Alla Mostra del Cinema Josafat Vagni recita in un film su un genocidio dimenticato. «Per sembrare un sopravvissuto sotto shock», dice, «non ho parlato con nessuno per due settimane»
Trentun anni, romano, nato in una famiglia di operai, Josafat Vagni sognava una carriera da attore fin da bambino. Adesso debutta da protagonista nel dramma Dove cadono le ombre, il nuovo film di Valentina Pedicini in concorso alle Giornate degli autori alla Mostra del Cinema di Venezia, e poi nelle sale.
È un film che racconta una storia terribile.
«Quella di due giovani, Hans e Anna. Raccontiamo così la vicenda del genocidio degli Jenisch, un’etnia nomade che fu sottoposta a un processo di eugenetica in Svizzera. I loro bambini venivano sottratti alle famiglie e chiusi in istituti dove si tentava di riprogrammarli. È successo fino agli Anni 80».

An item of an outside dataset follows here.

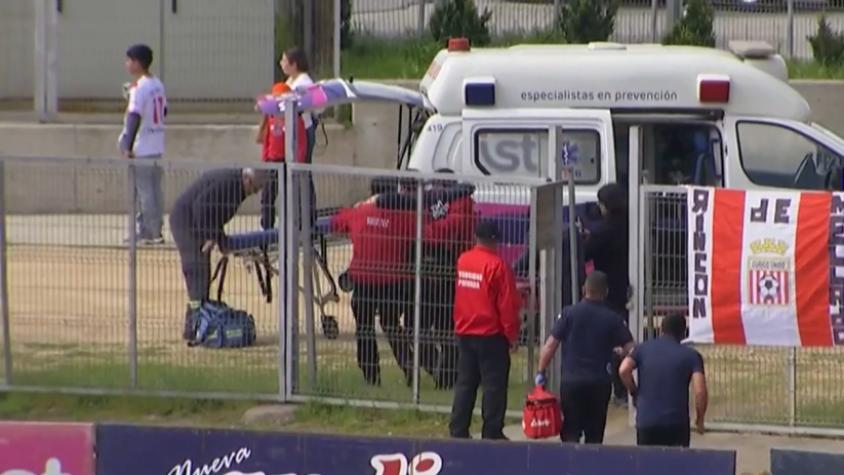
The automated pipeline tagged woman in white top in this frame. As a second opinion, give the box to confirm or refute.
[278,46,317,163]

Chi è Hans, il suo personaggio?
«Uno di quei bambini. Un “uomo cancellato”, privo di coscienza, che parla di sé in terza persona. Sempre arruffato, sporco, in preda agli incubi. Interpretarlo è stato difficilissimo».
Come ci è riuscito?
«Quando costruisco un personaggio sono maniacale. Ho fatto una ricerca sugli effetti delle torture e dell’elettroshock. Poi, per immedesimarmi meglio nel sopravvissuto, ho chiesto alla regista il permesso di non parlare con nessuno sul set: siamo stati due settimane nell’ala abbandonata di un ospedale romano, il Forlanini. Se fosse durata di più, non so se psicologicamente ce l’avrei fatta».
A casa qualcuno l’aiutava?
«La mia fidanzata, Cristina Pelliccia, che è attrice anche lei. E che, per fortuna, mi comprendeva bene».